I always took this to be a tragic end to our dreams of flight, but recently while enjoying Jack Gilbert's most excellent book The Dance Most of All, I came accros this poem that revolutionized my understanding of that myth. I'll let Gilbert do his work:
Failing and Flying
Everyone forgets that Icarus also flew.
It's the same when love comes to an end,
or the marriage fails and people say
they knew it was a mistake, that everybody
said it would never work. That she was
old enough to know better. But anything
worth doing is worth doing badly.
Like being there by that summer ocean
on the other side of the island while
love was fading out of her, the stars
burning so extravagantly those nights that
anyone could tell you they would never last.
Every morning she was asleep in my bed
like a visitation, the gentleness in her
like antelope standing in the dawn mist.
Each afternoon I watched her coming back
through the hot stony field after swimming,
the sea light behind her and the huge sky
on the other side of that. Listened to her
while we ate lunch. How can they say
the marriage failed?
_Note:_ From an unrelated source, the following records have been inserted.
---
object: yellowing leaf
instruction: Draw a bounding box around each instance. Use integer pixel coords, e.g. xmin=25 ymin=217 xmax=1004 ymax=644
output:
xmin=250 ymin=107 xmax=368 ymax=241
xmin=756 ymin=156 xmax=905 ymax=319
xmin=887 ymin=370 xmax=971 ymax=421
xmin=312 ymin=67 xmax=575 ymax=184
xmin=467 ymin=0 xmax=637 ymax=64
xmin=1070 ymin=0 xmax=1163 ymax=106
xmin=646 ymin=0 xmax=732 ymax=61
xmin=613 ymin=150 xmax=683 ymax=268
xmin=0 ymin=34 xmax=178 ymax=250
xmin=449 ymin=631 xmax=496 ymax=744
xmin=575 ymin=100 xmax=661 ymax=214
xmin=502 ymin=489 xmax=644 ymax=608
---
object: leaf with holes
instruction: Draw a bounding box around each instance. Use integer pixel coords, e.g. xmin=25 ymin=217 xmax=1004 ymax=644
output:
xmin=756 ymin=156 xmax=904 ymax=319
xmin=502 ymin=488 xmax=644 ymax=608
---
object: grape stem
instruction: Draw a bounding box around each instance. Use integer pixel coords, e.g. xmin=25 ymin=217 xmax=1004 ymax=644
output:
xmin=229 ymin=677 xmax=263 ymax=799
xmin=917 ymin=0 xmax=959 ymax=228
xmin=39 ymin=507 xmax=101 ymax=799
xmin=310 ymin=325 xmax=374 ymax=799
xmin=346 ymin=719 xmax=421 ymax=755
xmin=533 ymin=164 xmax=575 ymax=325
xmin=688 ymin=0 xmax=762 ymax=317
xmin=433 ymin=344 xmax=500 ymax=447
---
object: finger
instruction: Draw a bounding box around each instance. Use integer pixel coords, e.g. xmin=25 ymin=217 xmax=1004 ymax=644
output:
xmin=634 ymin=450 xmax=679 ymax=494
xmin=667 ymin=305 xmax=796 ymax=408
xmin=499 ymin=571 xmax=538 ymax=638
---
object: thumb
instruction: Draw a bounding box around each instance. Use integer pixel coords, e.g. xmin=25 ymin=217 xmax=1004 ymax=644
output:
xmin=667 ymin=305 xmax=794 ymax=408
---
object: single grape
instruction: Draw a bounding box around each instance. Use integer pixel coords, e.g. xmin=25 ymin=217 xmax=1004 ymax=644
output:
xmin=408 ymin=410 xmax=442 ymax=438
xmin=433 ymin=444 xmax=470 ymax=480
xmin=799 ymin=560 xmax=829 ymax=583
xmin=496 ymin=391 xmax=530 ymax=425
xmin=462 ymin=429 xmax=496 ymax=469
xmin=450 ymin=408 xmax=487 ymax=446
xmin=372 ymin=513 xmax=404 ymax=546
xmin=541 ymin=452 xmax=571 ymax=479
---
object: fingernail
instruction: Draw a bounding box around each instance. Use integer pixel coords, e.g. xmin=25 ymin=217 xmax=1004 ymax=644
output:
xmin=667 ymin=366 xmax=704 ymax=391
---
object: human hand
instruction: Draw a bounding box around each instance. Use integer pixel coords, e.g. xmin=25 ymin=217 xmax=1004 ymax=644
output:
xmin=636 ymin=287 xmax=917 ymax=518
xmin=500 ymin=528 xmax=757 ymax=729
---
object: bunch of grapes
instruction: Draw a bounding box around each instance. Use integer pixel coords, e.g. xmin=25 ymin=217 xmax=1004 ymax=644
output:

Like the people who
came back from Provence (when it was Provence)
and said it was pretty but the food was greasy.
I believe Icarus was not failing as he fell,
but just coming to the end of his triumph.
I've named this blog "Icarus Also Flew" not only so that we might remember that triumph as such, but in that same spirit that leads artists to attempt the monumental - often failing spectacularly, but also sometimes soaring to great heights.